For e.g. search ("donald","trump","president") on a not_analyzed field "name" with a fuzziness of 1.

I found that fuzziness cannot be applied on a terms query. Alternative is to use fuzzy query.

But when I provide multiple values to fuzzy query, it returns strange results which do not match with the input at all.
Here's a sample query:

GET indexname/_search
{
  "query" : {
    "nested" : {
    "query": {
        "fuzzy" : {
            "info.name" : {
                "value" : ["donald","trump","president"],
                    "boost" :         1.0,
                    "fuzziness" :     1,
                    "prefix_length" : 0,
                    "max_expansions": 50
            }
        }
    },
    "path" : "info"
    }
}
}

Is there any other way to apply these conditions in a query for multiple terms?

Hello,

Can someone please reply to this?

Can you supply a simple example that illustrates the issue which includes

  1. The document mapping
  2. An example doc
  3. An example query

These are all factors in any issue you have. It helps if they are stripped down to just the fields that relate to the problem.

Cheers
Mark

Hello Mark,

Please find an example below:

  1. Document mapping:

    PUT indexname
    {
    "mappings": {
    "customers": {
    "_all": {
    "enabled": false
    },
    "properties": {
    "info": {
    "type": "nested",
    "properties": {
    "name":
    {
    "type": "string",
    "index": "not_analyzed",
    "doc_values": false,
    "norms": {
    "enabled": false
    }
    },
    "type": {
    "enabled": false
    }
    }
    }
    }
    }
    }
    }

  2. Example doc:

    {
    "hits": {
    "total": 1,
    "max_score": 1,
    "hits": [
    {
    "_index": indexname
    "_type": "customers",
    "_id": "101",
    "_source": {
    "info": [
    {
    "type": "V",
    "name": "tramp"
    },
    {
    "type": "a",
    "name": "donaldo"
    },
    {
    "type": "b",
    "name": "presiden"
    }
    ]
    }
    }
    ]
    }
    }

  3. Example query:
    Provided in the above post.

As mentioned, the info.name field is not_analyzed.
While searching, I want to provide multiple values/terms with fuzziness 1.
Ideally, the above query execution should return all the 3 values that I have stored, but it doesn't.

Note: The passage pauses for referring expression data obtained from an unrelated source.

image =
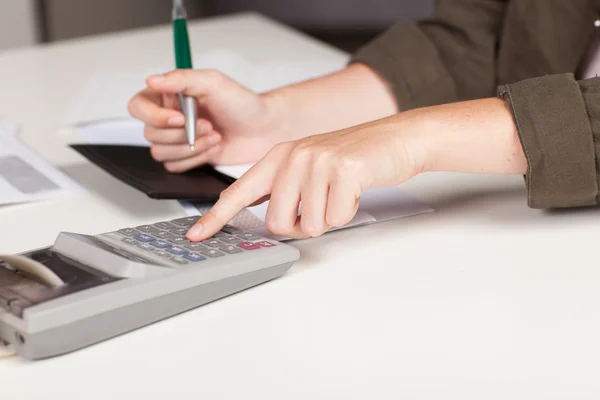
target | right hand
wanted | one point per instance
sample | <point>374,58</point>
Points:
<point>235,125</point>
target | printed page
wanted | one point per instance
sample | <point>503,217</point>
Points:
<point>25,176</point>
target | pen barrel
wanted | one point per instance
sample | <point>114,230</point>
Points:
<point>183,56</point>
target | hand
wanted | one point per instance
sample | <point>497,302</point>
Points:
<point>235,125</point>
<point>325,173</point>
<point>328,172</point>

I want to know if there is any other query or mechanism, where we can search for multiple terms together on a not_analyzed field with a fuzziness of 1.

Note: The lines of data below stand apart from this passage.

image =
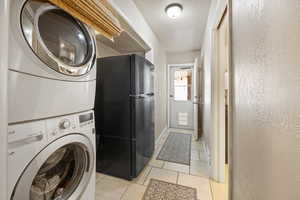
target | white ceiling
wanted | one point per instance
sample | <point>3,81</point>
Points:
<point>177,35</point>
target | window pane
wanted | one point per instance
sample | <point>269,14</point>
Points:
<point>183,85</point>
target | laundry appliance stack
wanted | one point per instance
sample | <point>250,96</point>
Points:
<point>51,92</point>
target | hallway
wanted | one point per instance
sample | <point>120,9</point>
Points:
<point>195,176</point>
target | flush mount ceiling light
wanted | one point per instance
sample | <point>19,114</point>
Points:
<point>174,10</point>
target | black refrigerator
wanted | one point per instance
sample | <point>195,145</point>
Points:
<point>124,114</point>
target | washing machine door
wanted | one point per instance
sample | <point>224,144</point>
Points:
<point>61,171</point>
<point>59,40</point>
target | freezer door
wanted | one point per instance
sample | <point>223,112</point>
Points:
<point>143,132</point>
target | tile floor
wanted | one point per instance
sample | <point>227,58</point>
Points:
<point>111,188</point>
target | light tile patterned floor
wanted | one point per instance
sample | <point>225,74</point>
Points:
<point>111,188</point>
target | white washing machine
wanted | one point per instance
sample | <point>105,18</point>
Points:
<point>52,62</point>
<point>52,159</point>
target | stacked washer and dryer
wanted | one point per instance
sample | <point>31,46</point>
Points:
<point>52,81</point>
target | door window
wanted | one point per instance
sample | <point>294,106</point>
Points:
<point>183,85</point>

Looking at the API docs and using your examples it seems the value parameter to the FuzzyQuery only works with a single value (i.e. not arrays of values).

It's unclear to me from a quick look at the parsing implementation whether it is expected to work with arrays of values or not (I would suspect given the singular variable name "value" that this is not the case).

Looks like we may have a bug in the parser for not raising an error when an array is passed instead of a single string. I've raised an issue: https://github.com/elastic/elasticsearch/issues/23759

Hello Mark,

Thank you for your quick response.

I tried the above example using match & terms query as well.

  • Terms query accepts an array, but does not accept fuzziness parameter.

  • Match query accepts fuzziness, but it does not accept arrays in the search query.
    For example, the below query is not accepted:

    GET indexname/_search
    {
    "query" : {
    "nested" : {
    "query" : {
    "bool" : {
    "filter" : [
    {
    "match" : {
    "info.name" : {
    "query" : ["donaldo","tramp","presiden"],
    "operator" : "OR",
    "fuzziness" : "1",
    "prefix_length" : 0,
    "max_expansions" : 50,
    "fuzzy_transpositions" : true,
    "lenient" : false,
    "zero_terms_query" : "NONE",
    "boost" : 1.0
    }
    }
    }
    ]
    }
    },
    "path" : "info"
    }
    }
    }

Can you suggest any other way for the above scenario?

You can combine multiple fuzzy queries as separate objects inside a should or must array inside a bool query - depending on whether you want to logically OR or AND these expressions.

This topic was automatically closed 28 days after the last reply. New replies are no longer allowed.